Master’s candidates Jay Olson and Rusty Robinson, alongside Tom Smith, an associate professor of plant and wildlife sciences at BYU, spend three months of each year conducting research in Alaska’s North Slope region, home to Alaska’s National Petroleum Reserve as well as the Arctic National Wildlife Refuge. While there, they rig infrared cameras to track and document the bears’ comings and goings in hope that the data will help them better understand the bears’ denning behaviors, behaviors that are vital to the cubs’ survival and that may be impacted by the nearby oil industry.

Though inland, most of the North Slope is covered by snow and ice, and the average temperature hovers around 30 to 40 degrees below and occasionally drops as low as negative 60. Together, the trio travels via snow mobile to the polar bear dens they monitor to set up new equipment and perform the maintenance necessary to keep the cameras operating in sub-zero temperatures.

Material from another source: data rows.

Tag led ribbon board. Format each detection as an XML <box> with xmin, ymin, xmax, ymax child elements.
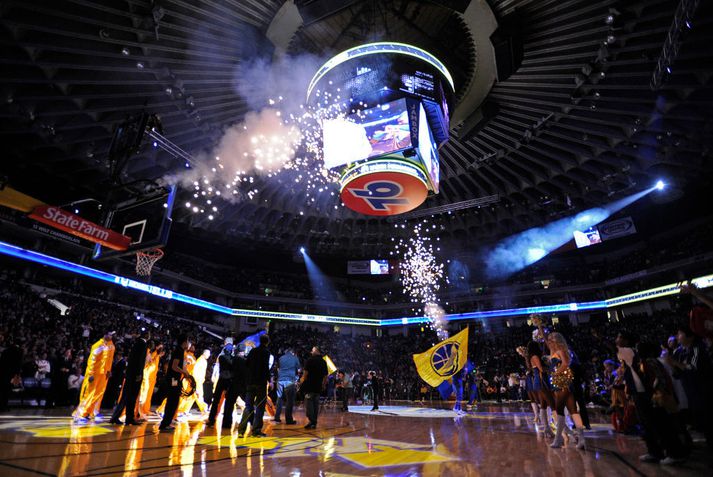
<box><xmin>0</xmin><ymin>241</ymin><xmax>379</xmax><ymax>326</ymax></box>
<box><xmin>605</xmin><ymin>273</ymin><xmax>713</xmax><ymax>307</ymax></box>
<box><xmin>307</xmin><ymin>42</ymin><xmax>455</xmax><ymax>102</ymax></box>
<box><xmin>381</xmin><ymin>301</ymin><xmax>609</xmax><ymax>326</ymax></box>
<box><xmin>1</xmin><ymin>240</ymin><xmax>709</xmax><ymax>328</ymax></box>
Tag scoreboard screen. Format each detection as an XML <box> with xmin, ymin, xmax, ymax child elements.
<box><xmin>323</xmin><ymin>98</ymin><xmax>412</xmax><ymax>170</ymax></box>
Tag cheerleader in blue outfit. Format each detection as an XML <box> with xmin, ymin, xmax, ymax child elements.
<box><xmin>546</xmin><ymin>332</ymin><xmax>586</xmax><ymax>450</ymax></box>
<box><xmin>527</xmin><ymin>341</ymin><xmax>555</xmax><ymax>437</ymax></box>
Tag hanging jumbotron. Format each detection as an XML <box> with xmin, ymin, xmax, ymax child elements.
<box><xmin>307</xmin><ymin>42</ymin><xmax>454</xmax><ymax>216</ymax></box>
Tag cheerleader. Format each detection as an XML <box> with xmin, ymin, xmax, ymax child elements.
<box><xmin>546</xmin><ymin>332</ymin><xmax>586</xmax><ymax>450</ymax></box>
<box><xmin>527</xmin><ymin>341</ymin><xmax>555</xmax><ymax>438</ymax></box>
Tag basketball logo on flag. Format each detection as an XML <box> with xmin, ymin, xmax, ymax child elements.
<box><xmin>412</xmin><ymin>328</ymin><xmax>469</xmax><ymax>387</ymax></box>
<box><xmin>430</xmin><ymin>342</ymin><xmax>460</xmax><ymax>377</ymax></box>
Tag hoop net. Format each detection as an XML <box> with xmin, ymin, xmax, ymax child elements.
<box><xmin>136</xmin><ymin>248</ymin><xmax>164</xmax><ymax>276</ymax></box>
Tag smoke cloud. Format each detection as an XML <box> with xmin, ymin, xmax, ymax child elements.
<box><xmin>162</xmin><ymin>53</ymin><xmax>328</xmax><ymax>201</ymax></box>
<box><xmin>234</xmin><ymin>53</ymin><xmax>327</xmax><ymax>114</ymax></box>
<box><xmin>214</xmin><ymin>108</ymin><xmax>301</xmax><ymax>176</ymax></box>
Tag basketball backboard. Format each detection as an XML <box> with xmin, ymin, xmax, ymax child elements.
<box><xmin>92</xmin><ymin>184</ymin><xmax>177</xmax><ymax>260</ymax></box>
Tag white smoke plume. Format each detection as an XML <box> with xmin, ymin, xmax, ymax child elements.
<box><xmin>234</xmin><ymin>53</ymin><xmax>327</xmax><ymax>115</ymax></box>
<box><xmin>162</xmin><ymin>53</ymin><xmax>329</xmax><ymax>204</ymax></box>
<box><xmin>214</xmin><ymin>108</ymin><xmax>301</xmax><ymax>176</ymax></box>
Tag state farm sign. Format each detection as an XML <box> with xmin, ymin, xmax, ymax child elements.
<box><xmin>28</xmin><ymin>206</ymin><xmax>130</xmax><ymax>251</ymax></box>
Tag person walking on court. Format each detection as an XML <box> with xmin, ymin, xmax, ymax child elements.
<box><xmin>206</xmin><ymin>343</ymin><xmax>234</xmax><ymax>426</ymax></box>
<box><xmin>274</xmin><ymin>347</ymin><xmax>300</xmax><ymax>424</ymax></box>
<box><xmin>221</xmin><ymin>344</ymin><xmax>248</xmax><ymax>430</ymax></box>
<box><xmin>110</xmin><ymin>329</ymin><xmax>149</xmax><ymax>425</ymax></box>
<box><xmin>368</xmin><ymin>371</ymin><xmax>381</xmax><ymax>411</ymax></box>
<box><xmin>73</xmin><ymin>331</ymin><xmax>115</xmax><ymax>421</ymax></box>
<box><xmin>159</xmin><ymin>335</ymin><xmax>191</xmax><ymax>432</ymax></box>
<box><xmin>237</xmin><ymin>335</ymin><xmax>272</xmax><ymax>437</ymax></box>
<box><xmin>192</xmin><ymin>349</ymin><xmax>211</xmax><ymax>414</ymax></box>
<box><xmin>300</xmin><ymin>346</ymin><xmax>328</xmax><ymax>429</ymax></box>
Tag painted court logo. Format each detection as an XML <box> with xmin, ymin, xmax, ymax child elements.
<box><xmin>431</xmin><ymin>341</ymin><xmax>460</xmax><ymax>377</ymax></box>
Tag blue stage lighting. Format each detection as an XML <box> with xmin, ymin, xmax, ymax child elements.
<box><xmin>299</xmin><ymin>247</ymin><xmax>305</xmax><ymax>254</ymax></box>
<box><xmin>655</xmin><ymin>180</ymin><xmax>665</xmax><ymax>191</ymax></box>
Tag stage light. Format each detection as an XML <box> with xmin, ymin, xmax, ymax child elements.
<box><xmin>299</xmin><ymin>247</ymin><xmax>305</xmax><ymax>253</ymax></box>
<box><xmin>655</xmin><ymin>180</ymin><xmax>665</xmax><ymax>191</ymax></box>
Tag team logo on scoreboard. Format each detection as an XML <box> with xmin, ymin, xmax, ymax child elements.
<box><xmin>341</xmin><ymin>171</ymin><xmax>428</xmax><ymax>216</ymax></box>
<box><xmin>348</xmin><ymin>181</ymin><xmax>409</xmax><ymax>211</ymax></box>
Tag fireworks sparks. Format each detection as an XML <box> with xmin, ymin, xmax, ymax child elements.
<box><xmin>170</xmin><ymin>91</ymin><xmax>351</xmax><ymax>221</ymax></box>
<box><xmin>393</xmin><ymin>221</ymin><xmax>448</xmax><ymax>339</ymax></box>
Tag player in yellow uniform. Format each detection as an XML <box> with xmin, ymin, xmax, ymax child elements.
<box><xmin>191</xmin><ymin>349</ymin><xmax>211</xmax><ymax>414</ymax></box>
<box><xmin>73</xmin><ymin>331</ymin><xmax>115</xmax><ymax>421</ymax></box>
<box><xmin>138</xmin><ymin>343</ymin><xmax>164</xmax><ymax>418</ymax></box>
<box><xmin>178</xmin><ymin>348</ymin><xmax>209</xmax><ymax>415</ymax></box>
<box><xmin>176</xmin><ymin>346</ymin><xmax>197</xmax><ymax>415</ymax></box>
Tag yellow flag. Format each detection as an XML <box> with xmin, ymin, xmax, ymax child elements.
<box><xmin>412</xmin><ymin>328</ymin><xmax>469</xmax><ymax>387</ymax></box>
<box><xmin>323</xmin><ymin>355</ymin><xmax>337</xmax><ymax>375</ymax></box>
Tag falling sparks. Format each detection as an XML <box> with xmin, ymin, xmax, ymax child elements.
<box><xmin>394</xmin><ymin>221</ymin><xmax>448</xmax><ymax>339</ymax></box>
<box><xmin>172</xmin><ymin>93</ymin><xmax>350</xmax><ymax>221</ymax></box>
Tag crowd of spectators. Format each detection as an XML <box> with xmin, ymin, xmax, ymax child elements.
<box><xmin>1</xmin><ymin>269</ymin><xmax>712</xmax><ymax>468</ymax></box>
<box><xmin>2</xmin><ymin>273</ymin><xmax>709</xmax><ymax>408</ymax></box>
<box><xmin>0</xmin><ymin>278</ymin><xmax>216</xmax><ymax>410</ymax></box>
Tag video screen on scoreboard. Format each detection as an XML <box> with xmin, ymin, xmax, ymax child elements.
<box><xmin>322</xmin><ymin>98</ymin><xmax>412</xmax><ymax>170</ymax></box>
<box><xmin>418</xmin><ymin>103</ymin><xmax>439</xmax><ymax>192</ymax></box>
<box><xmin>399</xmin><ymin>70</ymin><xmax>435</xmax><ymax>99</ymax></box>
<box><xmin>573</xmin><ymin>226</ymin><xmax>602</xmax><ymax>249</ymax></box>
<box><xmin>369</xmin><ymin>259</ymin><xmax>390</xmax><ymax>275</ymax></box>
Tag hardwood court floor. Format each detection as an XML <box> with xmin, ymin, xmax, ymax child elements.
<box><xmin>0</xmin><ymin>404</ymin><xmax>710</xmax><ymax>476</ymax></box>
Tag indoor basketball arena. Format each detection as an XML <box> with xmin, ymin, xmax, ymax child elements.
<box><xmin>1</xmin><ymin>1</ymin><xmax>713</xmax><ymax>476</ymax></box>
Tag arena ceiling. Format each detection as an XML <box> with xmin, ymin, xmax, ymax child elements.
<box><xmin>1</xmin><ymin>0</ymin><xmax>712</xmax><ymax>258</ymax></box>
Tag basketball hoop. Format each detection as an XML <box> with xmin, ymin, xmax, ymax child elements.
<box><xmin>135</xmin><ymin>248</ymin><xmax>164</xmax><ymax>276</ymax></box>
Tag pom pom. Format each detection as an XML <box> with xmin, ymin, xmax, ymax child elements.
<box><xmin>551</xmin><ymin>367</ymin><xmax>574</xmax><ymax>389</ymax></box>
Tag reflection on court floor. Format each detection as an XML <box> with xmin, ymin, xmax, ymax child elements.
<box><xmin>0</xmin><ymin>406</ymin><xmax>709</xmax><ymax>476</ymax></box>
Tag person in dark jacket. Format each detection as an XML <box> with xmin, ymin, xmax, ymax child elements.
<box><xmin>102</xmin><ymin>350</ymin><xmax>126</xmax><ymax>410</ymax></box>
<box><xmin>159</xmin><ymin>335</ymin><xmax>191</xmax><ymax>432</ymax></box>
<box><xmin>206</xmin><ymin>343</ymin><xmax>234</xmax><ymax>426</ymax></box>
<box><xmin>237</xmin><ymin>335</ymin><xmax>271</xmax><ymax>437</ymax></box>
<box><xmin>300</xmin><ymin>346</ymin><xmax>328</xmax><ymax>429</ymax></box>
<box><xmin>110</xmin><ymin>329</ymin><xmax>149</xmax><ymax>425</ymax></box>
<box><xmin>368</xmin><ymin>371</ymin><xmax>381</xmax><ymax>411</ymax></box>
<box><xmin>667</xmin><ymin>325</ymin><xmax>713</xmax><ymax>450</ymax></box>
<box><xmin>221</xmin><ymin>344</ymin><xmax>248</xmax><ymax>429</ymax></box>
<box><xmin>50</xmin><ymin>348</ymin><xmax>73</xmax><ymax>407</ymax></box>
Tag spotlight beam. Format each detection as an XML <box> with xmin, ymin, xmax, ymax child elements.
<box><xmin>302</xmin><ymin>250</ymin><xmax>339</xmax><ymax>306</ymax></box>
<box><xmin>485</xmin><ymin>186</ymin><xmax>660</xmax><ymax>278</ymax></box>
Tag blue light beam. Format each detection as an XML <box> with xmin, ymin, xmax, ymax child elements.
<box><xmin>484</xmin><ymin>187</ymin><xmax>657</xmax><ymax>279</ymax></box>
<box><xmin>302</xmin><ymin>250</ymin><xmax>339</xmax><ymax>305</ymax></box>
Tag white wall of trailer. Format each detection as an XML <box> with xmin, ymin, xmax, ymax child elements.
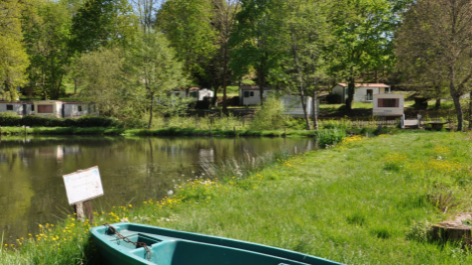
<box><xmin>239</xmin><ymin>89</ymin><xmax>273</xmax><ymax>106</ymax></box>
<box><xmin>0</xmin><ymin>101</ymin><xmax>34</xmax><ymax>116</ymax></box>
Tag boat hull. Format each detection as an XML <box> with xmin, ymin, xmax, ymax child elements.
<box><xmin>90</xmin><ymin>223</ymin><xmax>342</xmax><ymax>265</ymax></box>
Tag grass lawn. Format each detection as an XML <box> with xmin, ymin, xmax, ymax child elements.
<box><xmin>3</xmin><ymin>131</ymin><xmax>472</xmax><ymax>264</ymax></box>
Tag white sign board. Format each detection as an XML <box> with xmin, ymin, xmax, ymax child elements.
<box><xmin>63</xmin><ymin>166</ymin><xmax>104</xmax><ymax>205</ymax></box>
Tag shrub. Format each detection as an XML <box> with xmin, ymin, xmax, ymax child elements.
<box><xmin>0</xmin><ymin>112</ymin><xmax>21</xmax><ymax>126</ymax></box>
<box><xmin>249</xmin><ymin>97</ymin><xmax>287</xmax><ymax>130</ymax></box>
<box><xmin>413</xmin><ymin>97</ymin><xmax>429</xmax><ymax>109</ymax></box>
<box><xmin>326</xmin><ymin>93</ymin><xmax>343</xmax><ymax>104</ymax></box>
<box><xmin>406</xmin><ymin>220</ymin><xmax>433</xmax><ymax>242</ymax></box>
<box><xmin>316</xmin><ymin>129</ymin><xmax>346</xmax><ymax>148</ymax></box>
<box><xmin>0</xmin><ymin>115</ymin><xmax>122</xmax><ymax>128</ymax></box>
<box><xmin>74</xmin><ymin>116</ymin><xmax>121</xmax><ymax>127</ymax></box>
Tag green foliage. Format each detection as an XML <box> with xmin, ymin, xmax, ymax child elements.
<box><xmin>328</xmin><ymin>0</ymin><xmax>401</xmax><ymax>109</ymax></box>
<box><xmin>406</xmin><ymin>220</ymin><xmax>433</xmax><ymax>242</ymax></box>
<box><xmin>127</xmin><ymin>31</ymin><xmax>187</xmax><ymax>127</ymax></box>
<box><xmin>157</xmin><ymin>0</ymin><xmax>216</xmax><ymax>81</ymax></box>
<box><xmin>76</xmin><ymin>46</ymin><xmax>145</xmax><ymax>119</ymax></box>
<box><xmin>230</xmin><ymin>0</ymin><xmax>286</xmax><ymax>90</ymax></box>
<box><xmin>315</xmin><ymin>129</ymin><xmax>346</xmax><ymax>148</ymax></box>
<box><xmin>70</xmin><ymin>0</ymin><xmax>137</xmax><ymax>53</ymax></box>
<box><xmin>326</xmin><ymin>93</ymin><xmax>342</xmax><ymax>104</ymax></box>
<box><xmin>0</xmin><ymin>0</ymin><xmax>31</xmax><ymax>100</ymax></box>
<box><xmin>249</xmin><ymin>97</ymin><xmax>287</xmax><ymax>130</ymax></box>
<box><xmin>24</xmin><ymin>0</ymin><xmax>73</xmax><ymax>100</ymax></box>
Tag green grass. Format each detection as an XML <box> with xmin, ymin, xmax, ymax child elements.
<box><xmin>4</xmin><ymin>131</ymin><xmax>472</xmax><ymax>264</ymax></box>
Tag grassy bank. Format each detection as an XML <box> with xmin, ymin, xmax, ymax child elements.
<box><xmin>0</xmin><ymin>126</ymin><xmax>351</xmax><ymax>143</ymax></box>
<box><xmin>3</xmin><ymin>131</ymin><xmax>472</xmax><ymax>264</ymax></box>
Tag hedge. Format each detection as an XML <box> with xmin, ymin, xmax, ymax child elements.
<box><xmin>0</xmin><ymin>115</ymin><xmax>122</xmax><ymax>128</ymax></box>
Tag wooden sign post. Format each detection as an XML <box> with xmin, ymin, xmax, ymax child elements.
<box><xmin>63</xmin><ymin>166</ymin><xmax>104</xmax><ymax>223</ymax></box>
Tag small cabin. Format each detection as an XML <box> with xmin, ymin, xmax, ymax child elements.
<box><xmin>170</xmin><ymin>88</ymin><xmax>214</xmax><ymax>102</ymax></box>
<box><xmin>373</xmin><ymin>94</ymin><xmax>404</xmax><ymax>116</ymax></box>
<box><xmin>281</xmin><ymin>96</ymin><xmax>320</xmax><ymax>118</ymax></box>
<box><xmin>0</xmin><ymin>101</ymin><xmax>34</xmax><ymax>116</ymax></box>
<box><xmin>239</xmin><ymin>86</ymin><xmax>273</xmax><ymax>106</ymax></box>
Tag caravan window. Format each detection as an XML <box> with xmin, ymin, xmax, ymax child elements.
<box><xmin>244</xmin><ymin>91</ymin><xmax>254</xmax><ymax>97</ymax></box>
<box><xmin>78</xmin><ymin>105</ymin><xmax>83</xmax><ymax>112</ymax></box>
<box><xmin>31</xmin><ymin>105</ymin><xmax>34</xmax><ymax>111</ymax></box>
<box><xmin>38</xmin><ymin>105</ymin><xmax>53</xmax><ymax>113</ymax></box>
<box><xmin>6</xmin><ymin>105</ymin><xmax>13</xmax><ymax>111</ymax></box>
<box><xmin>378</xmin><ymin>98</ymin><xmax>399</xmax><ymax>108</ymax></box>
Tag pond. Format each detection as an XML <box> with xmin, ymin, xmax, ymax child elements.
<box><xmin>0</xmin><ymin>136</ymin><xmax>315</xmax><ymax>244</ymax></box>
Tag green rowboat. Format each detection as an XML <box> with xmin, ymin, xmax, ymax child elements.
<box><xmin>90</xmin><ymin>222</ymin><xmax>343</xmax><ymax>265</ymax></box>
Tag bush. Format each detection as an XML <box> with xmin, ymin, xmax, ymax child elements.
<box><xmin>326</xmin><ymin>93</ymin><xmax>343</xmax><ymax>104</ymax></box>
<box><xmin>316</xmin><ymin>129</ymin><xmax>346</xmax><ymax>148</ymax></box>
<box><xmin>74</xmin><ymin>116</ymin><xmax>121</xmax><ymax>127</ymax></box>
<box><xmin>0</xmin><ymin>112</ymin><xmax>21</xmax><ymax>126</ymax></box>
<box><xmin>249</xmin><ymin>97</ymin><xmax>287</xmax><ymax>130</ymax></box>
<box><xmin>0</xmin><ymin>115</ymin><xmax>122</xmax><ymax>128</ymax></box>
<box><xmin>414</xmin><ymin>97</ymin><xmax>429</xmax><ymax>109</ymax></box>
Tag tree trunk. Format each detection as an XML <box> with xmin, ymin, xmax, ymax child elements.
<box><xmin>148</xmin><ymin>92</ymin><xmax>154</xmax><ymax>129</ymax></box>
<box><xmin>290</xmin><ymin>28</ymin><xmax>311</xmax><ymax>130</ymax></box>
<box><xmin>313</xmin><ymin>89</ymin><xmax>318</xmax><ymax>130</ymax></box>
<box><xmin>74</xmin><ymin>78</ymin><xmax>78</xmax><ymax>94</ymax></box>
<box><xmin>312</xmin><ymin>54</ymin><xmax>319</xmax><ymax>130</ymax></box>
<box><xmin>451</xmin><ymin>94</ymin><xmax>463</xmax><ymax>131</ymax></box>
<box><xmin>257</xmin><ymin>64</ymin><xmax>265</xmax><ymax>106</ymax></box>
<box><xmin>211</xmin><ymin>86</ymin><xmax>219</xmax><ymax>107</ymax></box>
<box><xmin>222</xmin><ymin>48</ymin><xmax>228</xmax><ymax>113</ymax></box>
<box><xmin>435</xmin><ymin>99</ymin><xmax>441</xmax><ymax>109</ymax></box>
<box><xmin>346</xmin><ymin>74</ymin><xmax>355</xmax><ymax>111</ymax></box>
<box><xmin>469</xmin><ymin>91</ymin><xmax>472</xmax><ymax>130</ymax></box>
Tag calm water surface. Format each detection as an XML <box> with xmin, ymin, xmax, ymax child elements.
<box><xmin>0</xmin><ymin>136</ymin><xmax>315</xmax><ymax>243</ymax></box>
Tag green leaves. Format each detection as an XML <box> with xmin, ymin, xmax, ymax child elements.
<box><xmin>70</xmin><ymin>0</ymin><xmax>137</xmax><ymax>53</ymax></box>
<box><xmin>0</xmin><ymin>0</ymin><xmax>31</xmax><ymax>100</ymax></box>
<box><xmin>157</xmin><ymin>0</ymin><xmax>216</xmax><ymax>80</ymax></box>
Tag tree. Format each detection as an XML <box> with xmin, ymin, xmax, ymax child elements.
<box><xmin>0</xmin><ymin>0</ymin><xmax>31</xmax><ymax>101</ymax></box>
<box><xmin>70</xmin><ymin>0</ymin><xmax>137</xmax><ymax>53</ymax></box>
<box><xmin>328</xmin><ymin>0</ymin><xmax>401</xmax><ymax>111</ymax></box>
<box><xmin>127</xmin><ymin>31</ymin><xmax>187</xmax><ymax>128</ymax></box>
<box><xmin>156</xmin><ymin>0</ymin><xmax>216</xmax><ymax>91</ymax></box>
<box><xmin>281</xmin><ymin>0</ymin><xmax>331</xmax><ymax>130</ymax></box>
<box><xmin>396</xmin><ymin>0</ymin><xmax>472</xmax><ymax>131</ymax></box>
<box><xmin>77</xmin><ymin>46</ymin><xmax>145</xmax><ymax>118</ymax></box>
<box><xmin>229</xmin><ymin>0</ymin><xmax>286</xmax><ymax>106</ymax></box>
<box><xmin>209</xmin><ymin>0</ymin><xmax>240</xmax><ymax>111</ymax></box>
<box><xmin>24</xmin><ymin>0</ymin><xmax>72</xmax><ymax>100</ymax></box>
<box><xmin>130</xmin><ymin>0</ymin><xmax>164</xmax><ymax>32</ymax></box>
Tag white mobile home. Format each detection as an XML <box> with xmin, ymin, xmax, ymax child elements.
<box><xmin>239</xmin><ymin>86</ymin><xmax>274</xmax><ymax>106</ymax></box>
<box><xmin>373</xmin><ymin>93</ymin><xmax>404</xmax><ymax>116</ymax></box>
<box><xmin>33</xmin><ymin>100</ymin><xmax>91</xmax><ymax>118</ymax></box>
<box><xmin>0</xmin><ymin>101</ymin><xmax>34</xmax><ymax>116</ymax></box>
<box><xmin>332</xmin><ymin>83</ymin><xmax>390</xmax><ymax>103</ymax></box>
<box><xmin>281</xmin><ymin>96</ymin><xmax>320</xmax><ymax>118</ymax></box>
<box><xmin>170</xmin><ymin>87</ymin><xmax>214</xmax><ymax>102</ymax></box>
<box><xmin>62</xmin><ymin>102</ymin><xmax>91</xmax><ymax>117</ymax></box>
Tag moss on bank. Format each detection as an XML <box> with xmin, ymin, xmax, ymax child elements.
<box><xmin>4</xmin><ymin>131</ymin><xmax>471</xmax><ymax>264</ymax></box>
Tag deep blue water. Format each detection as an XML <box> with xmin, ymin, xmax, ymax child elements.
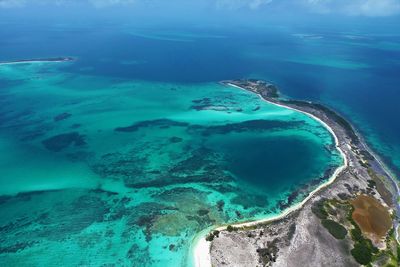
<box><xmin>1</xmin><ymin>20</ymin><xmax>399</xmax><ymax>178</ymax></box>
<box><xmin>209</xmin><ymin>135</ymin><xmax>324</xmax><ymax>193</ymax></box>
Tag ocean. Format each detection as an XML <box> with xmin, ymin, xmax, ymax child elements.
<box><xmin>0</xmin><ymin>17</ymin><xmax>398</xmax><ymax>266</ymax></box>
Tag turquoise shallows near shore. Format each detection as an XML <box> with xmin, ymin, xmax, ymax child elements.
<box><xmin>0</xmin><ymin>62</ymin><xmax>342</xmax><ymax>266</ymax></box>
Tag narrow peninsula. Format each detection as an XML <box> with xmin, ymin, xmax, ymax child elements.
<box><xmin>193</xmin><ymin>79</ymin><xmax>400</xmax><ymax>267</ymax></box>
<box><xmin>0</xmin><ymin>57</ymin><xmax>74</xmax><ymax>65</ymax></box>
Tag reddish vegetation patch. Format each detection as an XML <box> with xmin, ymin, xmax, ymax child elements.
<box><xmin>351</xmin><ymin>195</ymin><xmax>392</xmax><ymax>241</ymax></box>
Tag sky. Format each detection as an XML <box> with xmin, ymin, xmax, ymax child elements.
<box><xmin>0</xmin><ymin>1</ymin><xmax>399</xmax><ymax>34</ymax></box>
<box><xmin>1</xmin><ymin>0</ymin><xmax>400</xmax><ymax>17</ymax></box>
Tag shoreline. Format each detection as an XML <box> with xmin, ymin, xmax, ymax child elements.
<box><xmin>191</xmin><ymin>83</ymin><xmax>349</xmax><ymax>267</ymax></box>
<box><xmin>358</xmin><ymin>134</ymin><xmax>400</xmax><ymax>240</ymax></box>
<box><xmin>0</xmin><ymin>57</ymin><xmax>74</xmax><ymax>66</ymax></box>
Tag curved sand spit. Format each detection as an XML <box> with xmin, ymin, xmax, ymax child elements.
<box><xmin>191</xmin><ymin>84</ymin><xmax>350</xmax><ymax>267</ymax></box>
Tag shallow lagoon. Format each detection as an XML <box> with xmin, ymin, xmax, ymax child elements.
<box><xmin>0</xmin><ymin>62</ymin><xmax>342</xmax><ymax>266</ymax></box>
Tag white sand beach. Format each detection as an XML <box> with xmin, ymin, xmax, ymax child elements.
<box><xmin>192</xmin><ymin>83</ymin><xmax>349</xmax><ymax>267</ymax></box>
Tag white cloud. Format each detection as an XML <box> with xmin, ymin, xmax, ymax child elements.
<box><xmin>0</xmin><ymin>0</ymin><xmax>136</xmax><ymax>8</ymax></box>
<box><xmin>0</xmin><ymin>0</ymin><xmax>26</xmax><ymax>8</ymax></box>
<box><xmin>215</xmin><ymin>0</ymin><xmax>272</xmax><ymax>10</ymax></box>
<box><xmin>357</xmin><ymin>0</ymin><xmax>400</xmax><ymax>16</ymax></box>
<box><xmin>249</xmin><ymin>0</ymin><xmax>272</xmax><ymax>9</ymax></box>
<box><xmin>305</xmin><ymin>0</ymin><xmax>400</xmax><ymax>17</ymax></box>
<box><xmin>88</xmin><ymin>0</ymin><xmax>135</xmax><ymax>8</ymax></box>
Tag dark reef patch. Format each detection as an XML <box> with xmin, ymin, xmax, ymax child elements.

“For us, it’s a big adventure,”  Olson, who returned from his first trip to Alaska this April, said. “It’s just extreme. [If there’s] a slight breeze, all the sudden you can’t see 20 feet in front of you. Except for gravity, you wouldn’t know what side is up or down — it’s all the same.”

Fortunately, according to Olson, the researchers in the area are accommodated by the local oil companies. Living conditions are not only warmer than working conditions, but the group also has access to gym facilities and an all-you-can-eat cafeteria — a perk that, according to Olson, is “good when you have to keep warm, bad when you need to keep skinny.”

But the oil companies are bared from operating within a mile of the polar bear dens, and so the researchers spend plenty of time working and traveling in a climate Robinson said is incomprehensible to those who haven’t experienced it.

“It’s kind of like going to the moon,” Robinson said. “You can describe it to people, but there’s nothing in their world they can relate to it.”

After three years of working the with program, Robinson will be turning his research over to Olson when he completes his master’s at the end of this semester. Robinson said he always knew he wanted to go into wildlife conservation, but never imagined he would be traveling to Alaska to work with polar bears.

“I always imagined that I would do my master’s on deer or elk, something more local,” Robinson said. “No one does this. The people who live and work up there aren’t allowed to do this.”

The project’s research is aimed toward understanding polar bears’ denning behavior, particularly how long the bears spend at the den and how sensitive the cubs are to human disturbances. According to Smith, who has been conducting research on the North Slope polar bears for the last ten years, polar bears used to live and den primarily on sea ice. But as the amount of sea ice has decreased, the number of polar bears forced to move to inland denning sites such as the North Slope region has increased, and so has the likelihood that mother polar bears and humans will collide.

Those interactions may or may not negatively impact the survival rate for polar bear cubs, Smith said.

“The cubs don’t just pop out of the dens and run to the oceans, they stay there anywhere from a few weeks to a month,” Smith said. “Whenever we have a species that is struggling, we want to do everything we can to avoid adding to the problem.”

Once the project determines the exact times when the cubs and their mothers are most likely to inhabit the dens, more accurate regulations for the oil companies on the North Slope can be compiled, protecting the bears while allowing oil companies to continue their operations. But Smith said that everyone can assist the polar bear conservation effort by adopting more a more energy efficient lifestyle.

“The polar bear is a symbol of the arctic,” Olson added. “It’s something that makes that area a wild frontier, and without that, it’s just empty space.”